Section 94 authorizes and limits the imposition of a deductible that can be imposed on a unit owner for casualties required to be insured by Section 107.  Water damage is not included in fire and extended coverage.  Consequently, there is no limit on the amount of the deductible for water damage claims and the policies can impose a per unit, per occurrence deductible for water damage claims.  The payment of those deductibles is the sole responsibility of the owner of the damaged unit.  So, if a pipe bursts and causes $9,500 of damage to a unit, if there is a $10,000 water damage deductible, the association policy will not pay anything and the owner of the damaged unit will have to pay the $9,500 to repair the unit . . . a real shock to a unit owner who assumed the association’s insurance policy would pay the cost to repair or replace the damages.

An association is responsible for the payment of any deductible assigned to damage to the common property, as well as the amount of any deductible in excess of the amount that can be assigned to an owner.

If a water pipe in a high-rise building ruptures and causes $100,000 of water damage to the elevators, floor lobbies, and main lobby, if the policy has a $25,000 water deductible, the association will be paid $75,000 and be responsible for the remaining $25,000 costs of repair.  Rather than water damage, assume a fire causes $100,000 damage to a unit.  If the general deductible is $10,000, the insurer will pay $90,000, the association will pay $7,500, and the unit owner will pay $2,500, assuming the documents permit the $2,500 deductible to be assessed to an owner.

DIRECTORS AND OFFICERS INSURANCE COVERS MANAGER

Virtually all management company contracts require the association to indemnify the company and its managers for all claims that arise out of providing services under the contract.  Indemnity means the association will pay all costs of defense and any damages that may be awarded.  Without insurance, the association will pay both of those expenses out of pocket.  Some D&O policies add the management company and its managers as named insureds.  The coverage extends to actions either taken pursuant to the contract or at the direction of the Board. It will cover the cost of defense and damages that are not otherwise excluded by the policy.

Similarly, an association should also obtain coverage that includes a manager and management company for theft of association funds.  It should also cover the directors and officers.  That coverage is found in a property policy under employee dishonesty coverage.  Policies are written that consider the directors and officers as employees solely for the purpose of that coverage and adds a manager and management company as additional insureds.  Naming the manager and management company as additional insureds allows the association to make a first party claim, rather than filing a claim with the management company’s insurer.

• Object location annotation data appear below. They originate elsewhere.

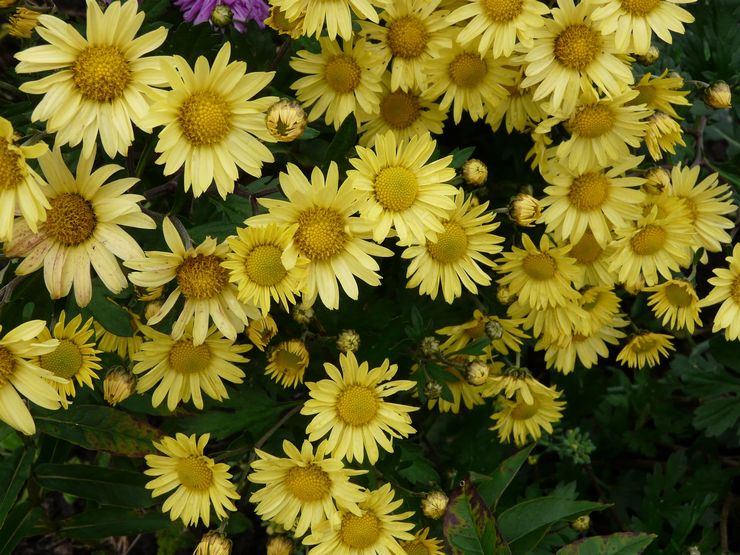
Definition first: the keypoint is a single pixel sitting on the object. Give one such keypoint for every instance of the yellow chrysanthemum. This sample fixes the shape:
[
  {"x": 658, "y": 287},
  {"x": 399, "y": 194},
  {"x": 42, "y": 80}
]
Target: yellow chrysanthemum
[
  {"x": 676, "y": 303},
  {"x": 21, "y": 188},
  {"x": 74, "y": 359},
  {"x": 499, "y": 23},
  {"x": 303, "y": 489},
  {"x": 287, "y": 362},
  {"x": 199, "y": 482},
  {"x": 645, "y": 349},
  {"x": 101, "y": 83},
  {"x": 333, "y": 240},
  {"x": 201, "y": 280},
  {"x": 181, "y": 370},
  {"x": 352, "y": 408},
  {"x": 210, "y": 124},
  {"x": 374, "y": 531},
  {"x": 632, "y": 22},
  {"x": 570, "y": 55},
  {"x": 20, "y": 374},
  {"x": 339, "y": 80},
  {"x": 401, "y": 189},
  {"x": 455, "y": 258},
  {"x": 82, "y": 228}
]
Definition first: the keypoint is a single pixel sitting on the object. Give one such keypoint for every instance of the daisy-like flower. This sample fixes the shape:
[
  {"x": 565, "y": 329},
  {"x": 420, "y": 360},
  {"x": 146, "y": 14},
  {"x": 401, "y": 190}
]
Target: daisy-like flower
[
  {"x": 455, "y": 258},
  {"x": 375, "y": 531},
  {"x": 304, "y": 488},
  {"x": 75, "y": 359},
  {"x": 82, "y": 228},
  {"x": 20, "y": 374},
  {"x": 597, "y": 199},
  {"x": 401, "y": 189},
  {"x": 653, "y": 246},
  {"x": 256, "y": 266},
  {"x": 100, "y": 83},
  {"x": 540, "y": 277},
  {"x": 199, "y": 481},
  {"x": 499, "y": 23},
  {"x": 21, "y": 188},
  {"x": 411, "y": 34},
  {"x": 676, "y": 303},
  {"x": 201, "y": 280},
  {"x": 210, "y": 124},
  {"x": 521, "y": 419},
  {"x": 287, "y": 362},
  {"x": 633, "y": 22},
  {"x": 339, "y": 80},
  {"x": 468, "y": 80},
  {"x": 181, "y": 370},
  {"x": 333, "y": 240},
  {"x": 645, "y": 349},
  {"x": 352, "y": 408},
  {"x": 726, "y": 290}
]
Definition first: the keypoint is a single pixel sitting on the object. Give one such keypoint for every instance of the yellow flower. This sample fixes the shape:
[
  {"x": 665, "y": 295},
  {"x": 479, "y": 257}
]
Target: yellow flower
[
  {"x": 454, "y": 259},
  {"x": 304, "y": 488},
  {"x": 21, "y": 374},
  {"x": 210, "y": 124},
  {"x": 333, "y": 240},
  {"x": 198, "y": 480},
  {"x": 101, "y": 84},
  {"x": 352, "y": 408},
  {"x": 181, "y": 370},
  {"x": 402, "y": 189},
  {"x": 21, "y": 188},
  {"x": 82, "y": 228}
]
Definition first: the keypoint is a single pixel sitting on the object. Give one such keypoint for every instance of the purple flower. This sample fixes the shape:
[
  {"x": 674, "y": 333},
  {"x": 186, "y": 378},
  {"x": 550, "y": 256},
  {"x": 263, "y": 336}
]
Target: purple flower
[{"x": 198, "y": 11}]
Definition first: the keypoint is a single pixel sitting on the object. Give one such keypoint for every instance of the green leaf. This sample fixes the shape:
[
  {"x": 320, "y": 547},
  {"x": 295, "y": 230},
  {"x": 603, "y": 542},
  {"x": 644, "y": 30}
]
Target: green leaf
[
  {"x": 492, "y": 488},
  {"x": 14, "y": 472},
  {"x": 98, "y": 428},
  {"x": 528, "y": 516},
  {"x": 622, "y": 543},
  {"x": 107, "y": 486}
]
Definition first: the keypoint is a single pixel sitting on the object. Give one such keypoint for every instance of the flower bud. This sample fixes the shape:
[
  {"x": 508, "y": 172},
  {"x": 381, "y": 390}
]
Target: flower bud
[
  {"x": 119, "y": 384},
  {"x": 475, "y": 172},
  {"x": 286, "y": 120},
  {"x": 434, "y": 505}
]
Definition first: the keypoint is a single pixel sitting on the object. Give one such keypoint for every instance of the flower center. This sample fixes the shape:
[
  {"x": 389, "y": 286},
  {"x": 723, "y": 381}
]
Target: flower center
[
  {"x": 357, "y": 405},
  {"x": 343, "y": 73},
  {"x": 360, "y": 531},
  {"x": 70, "y": 220},
  {"x": 101, "y": 73},
  {"x": 639, "y": 7},
  {"x": 592, "y": 121},
  {"x": 202, "y": 276},
  {"x": 320, "y": 234},
  {"x": 186, "y": 358},
  {"x": 466, "y": 70},
  {"x": 577, "y": 46},
  {"x": 396, "y": 188},
  {"x": 11, "y": 166},
  {"x": 308, "y": 483},
  {"x": 264, "y": 267},
  {"x": 408, "y": 37},
  {"x": 400, "y": 109},
  {"x": 451, "y": 244},
  {"x": 64, "y": 361},
  {"x": 502, "y": 10},
  {"x": 540, "y": 266},
  {"x": 205, "y": 118},
  {"x": 649, "y": 240},
  {"x": 589, "y": 191},
  {"x": 194, "y": 472}
]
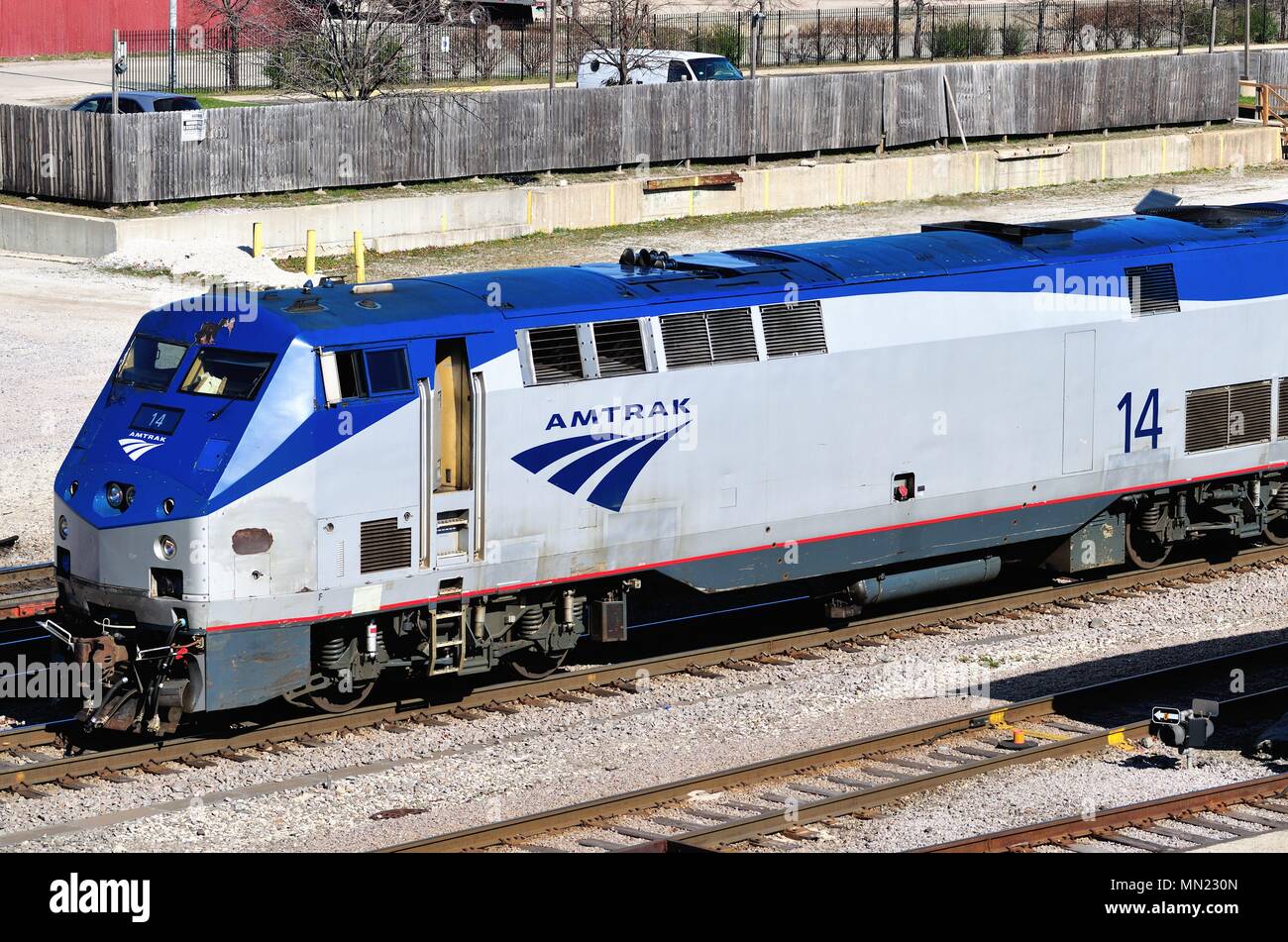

D&O POLICY COVERS COST OF DEFENSE OF FAIR HOUSING ACT CLAIMS

Many D&O policies do not cover any claims for violation of any civil rights law.  No cost of defense and no damages.  The Fair Housing Amendments Act of 1988 added familial status and handicap as protected classes. That has resulted in claims against associations for restricting children from using the common properties and failure to accommodate a modification to allow a handicap person the full use and enjoyment of the property.  Nearly all such claims are without merit.  Nevertheless, they must be defended. If a policy does not cover costs of defense, it will come out of the association’s funds.

These seven coverages are essential to a well-developed community association program.  Failing to cover even one of these coverages can cause a severe financial loss for an Association.